Consider non-deductible IRA
All of your IRA contributions for the year are added together and cannot exceed the maximum amount. For 2003 and 2004, this was $3,000. So if you qualified for a $2,000 deductible contribution to an IRA, the maximum you could put into a Roth is $1,000.
Don't forget there is an additional "catch-up" amount that folks age 50 or older can contribute. (You must have turned 50 in the year for which you are making this contribution.) For both last year and this year, that's another $500, or a maximum total IRA contribution of $3,500.
The amount of federal income tax someone has to pay on an IRA withdrawal depends upon the nature of the IRA. Since contributions to a tax-deductible IRA were not taxed at the time you made them, every dollar will be subject to income tax when withdrawn.

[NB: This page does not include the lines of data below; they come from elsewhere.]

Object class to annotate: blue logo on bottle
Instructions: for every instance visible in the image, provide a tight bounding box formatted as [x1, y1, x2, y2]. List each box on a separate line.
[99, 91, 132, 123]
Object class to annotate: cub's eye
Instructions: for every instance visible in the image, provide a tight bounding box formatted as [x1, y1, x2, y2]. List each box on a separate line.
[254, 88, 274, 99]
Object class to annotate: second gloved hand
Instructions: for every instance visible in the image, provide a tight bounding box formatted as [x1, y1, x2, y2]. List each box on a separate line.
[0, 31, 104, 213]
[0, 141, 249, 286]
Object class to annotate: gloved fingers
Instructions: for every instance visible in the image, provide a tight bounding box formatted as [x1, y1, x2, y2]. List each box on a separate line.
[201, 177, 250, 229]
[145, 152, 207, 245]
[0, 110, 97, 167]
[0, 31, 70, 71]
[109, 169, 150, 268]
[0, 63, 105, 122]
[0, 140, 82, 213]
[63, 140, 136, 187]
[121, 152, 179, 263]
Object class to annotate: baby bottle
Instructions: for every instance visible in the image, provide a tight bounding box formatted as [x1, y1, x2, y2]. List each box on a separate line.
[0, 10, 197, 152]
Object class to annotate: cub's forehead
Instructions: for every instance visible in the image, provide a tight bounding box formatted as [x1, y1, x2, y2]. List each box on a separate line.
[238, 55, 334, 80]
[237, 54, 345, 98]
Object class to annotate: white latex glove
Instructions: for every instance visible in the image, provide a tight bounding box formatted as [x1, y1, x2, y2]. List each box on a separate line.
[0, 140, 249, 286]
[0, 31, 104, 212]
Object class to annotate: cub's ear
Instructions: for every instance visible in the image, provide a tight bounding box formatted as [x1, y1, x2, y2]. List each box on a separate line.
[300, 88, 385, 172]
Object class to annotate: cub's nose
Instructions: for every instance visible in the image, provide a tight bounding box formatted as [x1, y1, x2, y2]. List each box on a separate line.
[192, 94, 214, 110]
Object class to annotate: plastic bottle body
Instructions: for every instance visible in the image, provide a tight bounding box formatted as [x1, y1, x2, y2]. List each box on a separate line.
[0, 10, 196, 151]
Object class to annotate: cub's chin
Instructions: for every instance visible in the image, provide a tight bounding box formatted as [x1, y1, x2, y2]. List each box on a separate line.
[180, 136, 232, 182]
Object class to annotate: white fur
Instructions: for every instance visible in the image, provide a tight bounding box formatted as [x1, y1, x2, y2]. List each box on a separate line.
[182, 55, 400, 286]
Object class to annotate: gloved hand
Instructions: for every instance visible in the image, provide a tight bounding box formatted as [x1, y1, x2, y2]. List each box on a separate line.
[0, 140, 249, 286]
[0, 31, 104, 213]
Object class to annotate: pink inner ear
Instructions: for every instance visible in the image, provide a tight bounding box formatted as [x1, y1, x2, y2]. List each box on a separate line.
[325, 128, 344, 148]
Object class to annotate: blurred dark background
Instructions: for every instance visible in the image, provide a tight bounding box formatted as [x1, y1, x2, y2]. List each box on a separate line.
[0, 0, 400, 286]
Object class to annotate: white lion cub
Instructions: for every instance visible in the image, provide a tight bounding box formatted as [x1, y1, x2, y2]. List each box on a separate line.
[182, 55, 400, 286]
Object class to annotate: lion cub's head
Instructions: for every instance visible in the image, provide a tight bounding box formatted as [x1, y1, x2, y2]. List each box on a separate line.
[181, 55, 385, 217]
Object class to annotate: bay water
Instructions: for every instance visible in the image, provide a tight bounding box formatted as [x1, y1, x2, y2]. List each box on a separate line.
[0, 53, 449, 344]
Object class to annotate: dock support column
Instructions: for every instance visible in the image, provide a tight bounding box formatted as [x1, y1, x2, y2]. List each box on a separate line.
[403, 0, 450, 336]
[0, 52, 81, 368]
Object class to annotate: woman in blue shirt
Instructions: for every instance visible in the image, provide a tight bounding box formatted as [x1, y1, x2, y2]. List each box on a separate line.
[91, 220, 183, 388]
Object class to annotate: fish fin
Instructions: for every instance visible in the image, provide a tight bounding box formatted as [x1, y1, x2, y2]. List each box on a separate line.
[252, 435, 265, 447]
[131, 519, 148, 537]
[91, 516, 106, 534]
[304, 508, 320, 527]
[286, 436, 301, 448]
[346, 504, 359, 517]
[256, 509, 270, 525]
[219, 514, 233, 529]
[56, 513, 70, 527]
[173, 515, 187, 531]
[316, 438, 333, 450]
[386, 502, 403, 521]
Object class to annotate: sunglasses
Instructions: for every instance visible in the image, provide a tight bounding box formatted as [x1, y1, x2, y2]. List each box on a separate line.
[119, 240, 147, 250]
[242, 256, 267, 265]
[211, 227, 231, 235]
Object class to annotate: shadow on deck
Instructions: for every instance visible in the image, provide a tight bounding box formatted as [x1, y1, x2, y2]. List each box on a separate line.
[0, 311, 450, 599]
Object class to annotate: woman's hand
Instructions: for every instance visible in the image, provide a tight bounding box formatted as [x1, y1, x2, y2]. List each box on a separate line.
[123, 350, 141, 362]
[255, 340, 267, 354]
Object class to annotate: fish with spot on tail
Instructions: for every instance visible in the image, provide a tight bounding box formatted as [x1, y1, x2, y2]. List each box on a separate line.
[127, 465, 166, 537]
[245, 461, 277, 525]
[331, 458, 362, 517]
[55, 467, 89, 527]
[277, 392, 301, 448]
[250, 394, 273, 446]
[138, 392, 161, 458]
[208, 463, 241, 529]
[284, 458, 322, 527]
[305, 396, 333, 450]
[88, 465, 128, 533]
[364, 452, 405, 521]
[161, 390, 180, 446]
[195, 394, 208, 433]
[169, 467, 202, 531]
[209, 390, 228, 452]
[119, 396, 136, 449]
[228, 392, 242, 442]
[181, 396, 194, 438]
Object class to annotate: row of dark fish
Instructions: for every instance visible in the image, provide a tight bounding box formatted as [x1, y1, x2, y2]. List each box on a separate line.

By definition, contributions to a non-deductible IRA are made with after-tax money. Since you've already paid income tax on these amounts, they are not taxed a second time when you make a withdrawal. However, the portion of your withdrawal made up of earnings on these contributions, will be subject to income tax.
Finally, Roth IRA contributions are also made with after-tax money, however the benefit of a Roth is that even earnings can escape federal taxation. (See my first answer.)
The reason a non-working spouse would want to contribute to an IRA is that the money has the potential to grow on either a tax-deferred or tax-free basis.
Hope this clears things up,
Are there any instances when IRA/401(k) withdrawals are tax free? Can interest on municipal bonds be withdrawn tax free if the interest is tax free outside of the IRA/401K?
Yikes! Do NOT invest money inside any type of retirement plan in municipal bonds. It's the rules which cover your retirement plan -- not the rules governing municipal bond interest -- which determine how withdrawals are taxed. (For IRAs, see above.)
While interest paid by muni bonds is federally tax-free when the bonds are owned outside a retirement account, if the bonds are owned inside a deductible IRA every dollar withdrawn will be taxed at ordinary income tax rates (as high as 35% currently).
The only time IRA withdrawals are completely tax-free is when they're coming out of a Roth -- and only if your withdrawal complies with the regulations. (See my first answer.)